Sach ich doch: Albatros wenns ums Boote geht :m  :m  :m


----------



## MartinVahldiek (23. Oktober 2002)

Hallihallo,

erstmal vielen Dank an alle. Die Resonanz war ja wirklich toll.
Leider war noch nicht das richtige dabei. ich wollte maximal 500 Euro ausgeben und muss das Boot im Kofferraum transportieren.
Einen AB hab ich schon, wie gesagt, es fehlt nur das Boot.
Habe schon überlegt, ob ich nur mit motor rausfahre. Den Schaft in der einen Hand, den Kescher in der anderen und zwei Wobbler an die Füße!!!? Mit ein bisschen Körperspannung wird es schon funktionieren. :q  Überzeugt bin ich davon zwar noch nicht, aber wenn ich nicht bald ein Boot finde, bleibt mir wohl nix anderes übrig.
Falls jemand noch nen Tipp hat oder eins zu verkaufen - haut in die Tasten.

Danke

Martin


----------



## Seehund (23. Oktober 2002)

Hallo Martin,
wenn es klappt möchte ich dir hier ein Schlauchboot zeigen.

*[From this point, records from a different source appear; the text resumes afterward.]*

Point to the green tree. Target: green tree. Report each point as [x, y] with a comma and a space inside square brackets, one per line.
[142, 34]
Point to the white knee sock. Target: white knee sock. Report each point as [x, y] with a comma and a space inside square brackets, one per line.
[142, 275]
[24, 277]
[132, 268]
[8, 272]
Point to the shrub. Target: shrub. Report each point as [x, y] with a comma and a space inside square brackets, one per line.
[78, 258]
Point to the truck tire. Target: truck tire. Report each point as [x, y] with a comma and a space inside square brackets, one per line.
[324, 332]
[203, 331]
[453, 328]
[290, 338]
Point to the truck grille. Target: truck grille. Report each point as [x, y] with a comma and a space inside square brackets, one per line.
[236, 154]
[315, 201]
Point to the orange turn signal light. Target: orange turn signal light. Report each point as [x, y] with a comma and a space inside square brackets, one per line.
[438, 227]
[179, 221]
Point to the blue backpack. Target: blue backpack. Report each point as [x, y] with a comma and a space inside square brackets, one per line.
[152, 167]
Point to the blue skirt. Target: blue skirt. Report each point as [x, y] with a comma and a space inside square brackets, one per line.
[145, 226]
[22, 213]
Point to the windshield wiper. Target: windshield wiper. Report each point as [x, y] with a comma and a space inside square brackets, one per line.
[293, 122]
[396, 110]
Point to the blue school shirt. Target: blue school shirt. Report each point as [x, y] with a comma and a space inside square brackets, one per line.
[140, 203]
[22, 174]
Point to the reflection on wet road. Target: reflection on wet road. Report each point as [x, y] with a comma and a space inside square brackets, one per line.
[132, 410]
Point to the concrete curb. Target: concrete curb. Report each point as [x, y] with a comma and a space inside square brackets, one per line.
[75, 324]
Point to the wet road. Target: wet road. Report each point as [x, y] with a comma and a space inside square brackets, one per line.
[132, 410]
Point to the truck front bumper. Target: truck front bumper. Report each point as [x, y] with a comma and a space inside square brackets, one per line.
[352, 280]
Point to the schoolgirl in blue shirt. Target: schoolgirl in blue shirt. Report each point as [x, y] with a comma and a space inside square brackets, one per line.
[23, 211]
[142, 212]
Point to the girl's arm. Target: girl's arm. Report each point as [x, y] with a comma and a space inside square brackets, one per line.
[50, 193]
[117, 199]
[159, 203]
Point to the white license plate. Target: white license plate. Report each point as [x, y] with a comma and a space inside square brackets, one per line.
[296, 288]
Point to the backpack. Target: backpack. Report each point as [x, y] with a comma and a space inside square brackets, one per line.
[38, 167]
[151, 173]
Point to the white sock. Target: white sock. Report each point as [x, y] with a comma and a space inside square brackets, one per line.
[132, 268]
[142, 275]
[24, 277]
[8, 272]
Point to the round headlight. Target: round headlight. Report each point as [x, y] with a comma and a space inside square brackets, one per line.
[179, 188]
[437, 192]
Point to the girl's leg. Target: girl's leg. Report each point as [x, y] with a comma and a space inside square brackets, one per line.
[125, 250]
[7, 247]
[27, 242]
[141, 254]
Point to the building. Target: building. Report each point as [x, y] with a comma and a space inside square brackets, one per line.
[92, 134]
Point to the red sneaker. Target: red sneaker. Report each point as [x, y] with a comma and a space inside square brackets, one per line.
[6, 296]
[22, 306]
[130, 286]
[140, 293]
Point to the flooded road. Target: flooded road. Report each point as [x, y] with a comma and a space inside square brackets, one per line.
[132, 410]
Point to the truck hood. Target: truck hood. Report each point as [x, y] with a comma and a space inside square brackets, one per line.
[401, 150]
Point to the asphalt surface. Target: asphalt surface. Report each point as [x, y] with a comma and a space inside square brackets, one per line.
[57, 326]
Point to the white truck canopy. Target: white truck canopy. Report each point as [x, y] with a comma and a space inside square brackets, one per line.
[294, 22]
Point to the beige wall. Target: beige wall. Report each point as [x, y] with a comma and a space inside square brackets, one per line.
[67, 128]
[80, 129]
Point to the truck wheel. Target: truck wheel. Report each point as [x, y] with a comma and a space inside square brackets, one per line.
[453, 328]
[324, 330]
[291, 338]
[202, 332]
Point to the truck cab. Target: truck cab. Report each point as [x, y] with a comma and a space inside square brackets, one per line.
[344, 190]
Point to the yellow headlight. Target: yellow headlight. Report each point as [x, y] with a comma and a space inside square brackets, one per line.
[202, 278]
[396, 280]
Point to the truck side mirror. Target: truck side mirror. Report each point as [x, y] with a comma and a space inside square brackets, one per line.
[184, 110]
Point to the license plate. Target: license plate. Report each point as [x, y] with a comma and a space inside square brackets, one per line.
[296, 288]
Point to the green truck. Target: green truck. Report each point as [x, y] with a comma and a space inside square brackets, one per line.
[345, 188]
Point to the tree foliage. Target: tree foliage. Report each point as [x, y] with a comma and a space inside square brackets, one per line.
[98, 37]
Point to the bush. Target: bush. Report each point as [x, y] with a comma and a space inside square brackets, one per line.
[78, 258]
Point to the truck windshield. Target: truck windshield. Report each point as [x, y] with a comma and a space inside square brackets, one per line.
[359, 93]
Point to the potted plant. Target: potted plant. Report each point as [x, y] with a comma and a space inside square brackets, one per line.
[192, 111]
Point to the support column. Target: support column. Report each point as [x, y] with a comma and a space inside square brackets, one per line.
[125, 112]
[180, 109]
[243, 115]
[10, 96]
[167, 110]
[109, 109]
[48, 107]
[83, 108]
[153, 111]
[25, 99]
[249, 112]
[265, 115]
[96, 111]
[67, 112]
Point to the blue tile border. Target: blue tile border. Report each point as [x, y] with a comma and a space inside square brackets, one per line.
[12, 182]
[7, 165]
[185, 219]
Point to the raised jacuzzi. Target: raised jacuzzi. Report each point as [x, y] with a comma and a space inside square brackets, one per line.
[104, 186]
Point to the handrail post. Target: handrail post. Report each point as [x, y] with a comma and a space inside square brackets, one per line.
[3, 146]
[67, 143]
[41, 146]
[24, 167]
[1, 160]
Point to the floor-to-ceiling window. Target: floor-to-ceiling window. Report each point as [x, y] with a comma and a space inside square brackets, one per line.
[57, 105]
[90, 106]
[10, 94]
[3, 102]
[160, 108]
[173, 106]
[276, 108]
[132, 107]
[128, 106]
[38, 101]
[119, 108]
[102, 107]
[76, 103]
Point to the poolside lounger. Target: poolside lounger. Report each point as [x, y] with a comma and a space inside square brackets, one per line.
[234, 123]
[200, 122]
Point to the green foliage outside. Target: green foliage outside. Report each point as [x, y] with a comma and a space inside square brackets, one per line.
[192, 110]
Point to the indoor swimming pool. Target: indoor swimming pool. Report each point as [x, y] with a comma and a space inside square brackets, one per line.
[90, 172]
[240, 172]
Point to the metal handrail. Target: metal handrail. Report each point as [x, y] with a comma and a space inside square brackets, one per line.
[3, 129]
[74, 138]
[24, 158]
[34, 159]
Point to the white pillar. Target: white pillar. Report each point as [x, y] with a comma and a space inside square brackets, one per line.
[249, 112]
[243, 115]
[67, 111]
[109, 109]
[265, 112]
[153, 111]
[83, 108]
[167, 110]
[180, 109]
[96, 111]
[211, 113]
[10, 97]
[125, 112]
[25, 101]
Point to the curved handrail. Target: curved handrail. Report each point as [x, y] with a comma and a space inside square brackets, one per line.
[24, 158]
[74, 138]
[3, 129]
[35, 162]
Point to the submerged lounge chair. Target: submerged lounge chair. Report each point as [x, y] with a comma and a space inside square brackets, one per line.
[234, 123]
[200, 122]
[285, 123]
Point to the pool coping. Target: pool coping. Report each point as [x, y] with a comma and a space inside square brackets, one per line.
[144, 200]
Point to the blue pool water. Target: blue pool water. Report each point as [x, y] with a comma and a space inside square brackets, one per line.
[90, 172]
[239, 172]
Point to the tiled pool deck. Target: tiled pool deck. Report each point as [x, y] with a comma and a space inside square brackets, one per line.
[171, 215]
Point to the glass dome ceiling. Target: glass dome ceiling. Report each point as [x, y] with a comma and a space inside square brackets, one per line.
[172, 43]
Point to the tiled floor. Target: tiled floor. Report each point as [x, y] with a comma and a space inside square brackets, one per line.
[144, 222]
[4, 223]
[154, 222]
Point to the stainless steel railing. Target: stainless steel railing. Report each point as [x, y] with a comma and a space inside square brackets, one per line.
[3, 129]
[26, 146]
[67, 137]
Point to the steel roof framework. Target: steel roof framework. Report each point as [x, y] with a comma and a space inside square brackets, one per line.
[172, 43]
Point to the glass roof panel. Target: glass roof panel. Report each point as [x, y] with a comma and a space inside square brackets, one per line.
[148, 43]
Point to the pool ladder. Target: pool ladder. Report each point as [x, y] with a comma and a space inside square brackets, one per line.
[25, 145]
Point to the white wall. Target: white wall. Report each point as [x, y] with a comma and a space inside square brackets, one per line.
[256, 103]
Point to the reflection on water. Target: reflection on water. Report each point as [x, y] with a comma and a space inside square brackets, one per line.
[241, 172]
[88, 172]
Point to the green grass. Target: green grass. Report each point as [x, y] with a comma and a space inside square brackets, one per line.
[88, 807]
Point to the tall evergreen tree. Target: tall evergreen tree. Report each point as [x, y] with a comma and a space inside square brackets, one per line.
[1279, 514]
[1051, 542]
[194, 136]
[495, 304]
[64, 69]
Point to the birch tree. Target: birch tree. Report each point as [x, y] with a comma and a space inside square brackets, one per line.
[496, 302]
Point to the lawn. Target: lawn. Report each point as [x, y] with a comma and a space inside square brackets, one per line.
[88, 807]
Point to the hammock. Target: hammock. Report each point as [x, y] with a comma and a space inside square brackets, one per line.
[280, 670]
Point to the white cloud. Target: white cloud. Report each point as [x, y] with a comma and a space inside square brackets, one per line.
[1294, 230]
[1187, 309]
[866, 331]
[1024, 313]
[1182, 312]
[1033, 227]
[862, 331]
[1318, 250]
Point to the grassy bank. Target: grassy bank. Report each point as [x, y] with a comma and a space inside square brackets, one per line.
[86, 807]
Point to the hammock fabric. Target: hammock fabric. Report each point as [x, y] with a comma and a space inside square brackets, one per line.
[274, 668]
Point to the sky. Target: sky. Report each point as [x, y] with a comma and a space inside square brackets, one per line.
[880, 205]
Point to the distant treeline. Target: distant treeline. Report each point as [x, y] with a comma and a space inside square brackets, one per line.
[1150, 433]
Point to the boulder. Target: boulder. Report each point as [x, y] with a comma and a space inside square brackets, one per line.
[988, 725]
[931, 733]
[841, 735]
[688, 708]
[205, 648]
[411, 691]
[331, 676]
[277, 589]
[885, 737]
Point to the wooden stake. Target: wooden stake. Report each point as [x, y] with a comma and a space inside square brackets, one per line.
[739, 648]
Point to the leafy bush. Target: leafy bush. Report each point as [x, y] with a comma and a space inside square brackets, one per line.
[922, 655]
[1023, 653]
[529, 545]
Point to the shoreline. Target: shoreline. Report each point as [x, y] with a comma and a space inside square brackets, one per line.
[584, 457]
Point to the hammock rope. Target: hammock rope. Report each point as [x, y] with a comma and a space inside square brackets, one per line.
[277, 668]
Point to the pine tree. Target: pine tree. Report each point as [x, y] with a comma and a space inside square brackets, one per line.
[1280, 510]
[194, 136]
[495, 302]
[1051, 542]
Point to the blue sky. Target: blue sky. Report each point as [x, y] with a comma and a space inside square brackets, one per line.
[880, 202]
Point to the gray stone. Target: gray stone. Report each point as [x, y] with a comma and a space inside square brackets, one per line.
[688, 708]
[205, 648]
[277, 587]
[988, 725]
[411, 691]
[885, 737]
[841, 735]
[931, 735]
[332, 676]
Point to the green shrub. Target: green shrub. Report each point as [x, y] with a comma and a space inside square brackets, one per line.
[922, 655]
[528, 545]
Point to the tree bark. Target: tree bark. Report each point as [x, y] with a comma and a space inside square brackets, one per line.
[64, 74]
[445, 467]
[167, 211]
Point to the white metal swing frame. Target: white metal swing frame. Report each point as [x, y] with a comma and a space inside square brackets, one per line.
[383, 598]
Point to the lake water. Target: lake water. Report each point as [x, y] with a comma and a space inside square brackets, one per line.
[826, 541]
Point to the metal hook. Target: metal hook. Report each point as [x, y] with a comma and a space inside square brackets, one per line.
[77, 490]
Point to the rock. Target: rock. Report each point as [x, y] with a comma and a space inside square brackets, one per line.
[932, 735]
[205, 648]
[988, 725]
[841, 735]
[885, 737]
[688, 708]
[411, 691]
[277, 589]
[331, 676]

Wird vielleich für dich im Augenblick nicht das richtige sein, ist eher als Idee zu betrachten. :q 

Viele Grüße vom Seehund


----------



## Ace (23. Oktober 2002)

booooaaaah vortrieb ohne Ende
Schlauchboot mit 750Ps
Wo brauch man denn sowas ????


----------



## havkat (23. Oktober 2002)

Jau!

So´n Panzerkreuzer habe ich, in diesem Jahr, im Kattfjord rumcruisen sehn. Schon gehört bevor gesehen. :q
War allerdings ein Inborder, die gesamte Plicht war nur Motorblock. Power pur!

Raus auf die Seelachsbank?  *ERSTER!!* :q


----------



## Albatros (23. Oktober 2002)

@ace

Bundeswehr, THW, DGZRS usw. fahren solche Boote. Muss der absolute Wahnsinn sein. Über 120 km/h auf dem Wasser, daß ist schon was  :l


----------



## marioschreiber (23. Oktober 2002)

booooaaaah Ey !!!
Aber dieser &quot;klitzekleine&quot; orange Tank..... :q 

Aber schön wärs....heute Langeland und morgen Bornholm :k


----------



## Seehund (23. Oktober 2002)

@ alle hier,

habe diese Schlauchboote letzte Woche in Spanien gesehen.

Hierbei handelt es sich um beschlagnahmte Schmuggelboote aus der Gegend um Gibralta. 

Diese beschlagnahmten Boote bekommen dann ein Blaulicht aufgesetzt und nun fährt die Spanische Wasserpolizei damit rum.

Länge 13.50 mtr. 3 x 250 PS Motoren. Nur fliegen ist schöner.

Aber Platz zum Angeln haben diese Boote doch auch :z 

Viele Grüße vom Seehund aus Cuxhaven

Bernd


----------



## Ace (23. Oktober 2002)

@ Seehund 
Platz zum Angeln ist jede Menge, das ist ja das geile

Dieses Boot gehörte dann aber dem Oberschmuggler es hat nähmlich 3 Motoren dieses Mordskalibers


----------



## Dorsch (24. Oktober 2002)

guck mal hier http://www.vebeg.de/default2.htm
ab und zu haben die auch schlauchboote von der BW. oder
vom THW.vieleicht ist mal was dabei.


----------



## Schleie! (24. Oktober 2002)

#6 #6 #6 ! Boahhh ACE!


----------